もちろんと言っては何だが電話の主は坂本で、霊感が強すぎるが故に頻繁に体験してしまう彼は、オカルト好きな私に自身の体験談を生々しく聞かせてくれる。
『仕事が終わった後に飲みに出た時の話なんだけど――』
そんなありふれた日常のワンシーンから非日常が始まるのであった。
◆
「明日休みだし、街の方に飲みに行かね?」
金曜日の終業後、仲良くしている先輩からの飲みの誘いだった。
外での飲みはご無沙汰だったので二つ返事で了承し、2人で街へと繰り出ししばらく楽しく飲んで店の前で解散した。
街の方まで出ていたのでタクシーで帰ることにしたが、道を流しているタクシーが見当たらない。
しょうがなく少し歩いたところにあるタクシー乗り場へと向かった。
しばらく歩くと少し遠くの方にタクシー乗り場が見えてきた。
5台ぐらいのタクシーが待機しており、乗車希望客の列もない。待たされずに済むとホッとしながら、速足で乗り場へと向かった。
一刻も早く帰宅したかった坂本だが、先頭に待機しているタクシーがはっきり見えるほど近づいた時、足を止めた。いや、足を止めざるを得なかった。
基本的に待機中のタクシーは並んでいる順に乗らないといけないので、とりあえず時間を潰す。
(しょうがない……)
たっぷり10分ぐらい待ってみたが、人通りが少なくタクシーを利用する人が現れない。
これ以上は時間だけがムダに流れていくだけだと、先頭のタクシーを避けることを諦めた。
「……どちらまで?」
「××町までお願いします」
運転手は振り返ることもせず陰気な声で尋ねた。
深く考えることはせず車で20分程の自宅の住所を告げると、返事もせずに車が発進された。

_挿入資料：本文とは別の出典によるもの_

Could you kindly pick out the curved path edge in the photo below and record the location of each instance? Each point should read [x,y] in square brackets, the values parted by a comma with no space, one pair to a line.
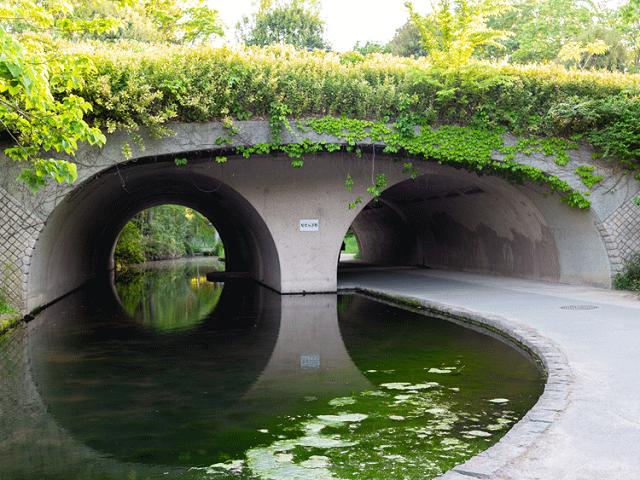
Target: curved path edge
[554,399]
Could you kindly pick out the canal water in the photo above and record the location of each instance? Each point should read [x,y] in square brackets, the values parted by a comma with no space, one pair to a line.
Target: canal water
[160,373]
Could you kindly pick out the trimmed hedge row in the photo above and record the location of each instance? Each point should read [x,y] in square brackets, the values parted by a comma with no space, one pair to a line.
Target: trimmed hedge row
[135,87]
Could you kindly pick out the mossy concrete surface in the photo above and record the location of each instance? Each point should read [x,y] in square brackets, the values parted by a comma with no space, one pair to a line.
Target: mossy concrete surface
[583,427]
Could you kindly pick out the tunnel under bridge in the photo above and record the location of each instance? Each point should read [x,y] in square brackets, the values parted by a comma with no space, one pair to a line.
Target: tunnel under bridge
[284,226]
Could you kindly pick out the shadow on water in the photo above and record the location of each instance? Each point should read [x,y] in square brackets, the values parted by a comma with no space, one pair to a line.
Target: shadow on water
[164,373]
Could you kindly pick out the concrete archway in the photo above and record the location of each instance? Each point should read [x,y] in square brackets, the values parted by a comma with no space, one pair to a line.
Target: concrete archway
[449,219]
[78,239]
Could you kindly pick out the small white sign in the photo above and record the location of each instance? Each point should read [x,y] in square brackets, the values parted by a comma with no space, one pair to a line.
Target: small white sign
[309,225]
[310,361]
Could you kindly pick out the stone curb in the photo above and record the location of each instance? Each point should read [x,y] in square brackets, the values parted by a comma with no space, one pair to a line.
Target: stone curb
[491,463]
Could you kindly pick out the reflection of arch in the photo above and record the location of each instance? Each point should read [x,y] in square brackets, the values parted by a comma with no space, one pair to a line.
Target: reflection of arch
[78,240]
[144,377]
[309,358]
[449,219]
[162,302]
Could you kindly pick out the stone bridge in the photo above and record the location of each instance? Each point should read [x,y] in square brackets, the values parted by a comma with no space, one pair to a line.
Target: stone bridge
[54,241]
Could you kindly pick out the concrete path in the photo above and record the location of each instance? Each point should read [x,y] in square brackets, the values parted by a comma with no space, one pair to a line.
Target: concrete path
[596,435]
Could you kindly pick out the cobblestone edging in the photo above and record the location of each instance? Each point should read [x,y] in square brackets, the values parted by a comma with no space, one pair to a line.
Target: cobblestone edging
[493,461]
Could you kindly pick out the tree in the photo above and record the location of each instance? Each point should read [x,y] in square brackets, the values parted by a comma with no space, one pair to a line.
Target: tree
[152,21]
[456,29]
[630,23]
[540,28]
[293,22]
[407,42]
[38,109]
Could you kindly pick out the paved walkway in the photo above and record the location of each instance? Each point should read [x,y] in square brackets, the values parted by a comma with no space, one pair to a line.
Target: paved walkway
[596,435]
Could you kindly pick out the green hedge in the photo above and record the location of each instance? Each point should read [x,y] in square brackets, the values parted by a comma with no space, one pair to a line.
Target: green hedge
[148,86]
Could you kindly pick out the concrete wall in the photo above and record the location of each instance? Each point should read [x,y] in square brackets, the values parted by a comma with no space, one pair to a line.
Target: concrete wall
[446,219]
[464,222]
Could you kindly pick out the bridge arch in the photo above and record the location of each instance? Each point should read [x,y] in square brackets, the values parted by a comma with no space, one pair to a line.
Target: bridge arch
[454,220]
[78,239]
[263,199]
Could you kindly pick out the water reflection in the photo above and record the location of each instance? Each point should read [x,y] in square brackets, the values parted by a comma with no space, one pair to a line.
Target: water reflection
[261,386]
[169,295]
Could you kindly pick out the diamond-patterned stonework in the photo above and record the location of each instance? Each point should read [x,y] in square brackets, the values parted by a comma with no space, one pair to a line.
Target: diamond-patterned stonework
[18,231]
[622,234]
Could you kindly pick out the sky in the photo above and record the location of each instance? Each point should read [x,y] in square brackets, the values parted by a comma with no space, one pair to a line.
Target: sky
[347,21]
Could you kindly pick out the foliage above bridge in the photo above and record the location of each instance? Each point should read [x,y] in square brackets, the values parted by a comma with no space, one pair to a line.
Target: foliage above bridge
[549,106]
[131,86]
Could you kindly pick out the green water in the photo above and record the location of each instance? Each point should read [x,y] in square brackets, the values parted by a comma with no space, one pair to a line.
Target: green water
[166,375]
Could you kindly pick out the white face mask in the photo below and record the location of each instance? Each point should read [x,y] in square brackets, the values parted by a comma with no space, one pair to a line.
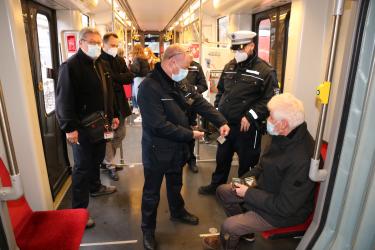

走り出した車の中に会話などなく、すぐに異変が起こった。
「あの、××町なんですけど?」
再度目的地を伝える坂本。
それもそのはず、タクシーは自宅とは真逆の方向に走り進んでいたのだ。
しかし運転手は何の反応もみせず、車を走らせ続ける。
「止まってください! 絶対道違いますよね!?」
声を大にして何度も言うが、それでも運転手は無反応だったという。
何の反応も示さない運転手から少し視線をずらすと、運賃メーターすら動かしていない。
そんな明らかに様子がおかしい運転手に、坂本は後悔していた。
(やっぱり乗るんじゃなかった……)
幸か不幸か運賃メーターは動いていないし、明らかに運転手の不手際なのでどうとでも逃げ切れるのは間違いなかったため彼は諦めた。
車内は無言のまま車は走り続け、しばらくして街から離れた田舎道で停車した。
(ここって……)
車窓の向こうの景色を眺めていると、これまで無反応だった運転手がいきなり後部座席を振り返ってきた。
「ここ、、、どこですか!!?」
意味不明な叫びだった。
「は?」
「えっ? 誰ですか!? どこですか!? 何ですか!?」
急にパニックになる運転手。
急変した運転手を宥めすかしながらこれまでのことを一通り説明すると、運転手の顔は真っ青になっていた。
「まったく記憶がない……」
まぁそうだろうな、と坂本は予想していた。
「長時間タクシー乗り場で待機してた記憶は少しあるけど、あなたを乗せた記憶もないし、ここまでの記憶が一切……」
運転手は怯えていたが、その人間味のある顔を見て坂本は逆に安心していた。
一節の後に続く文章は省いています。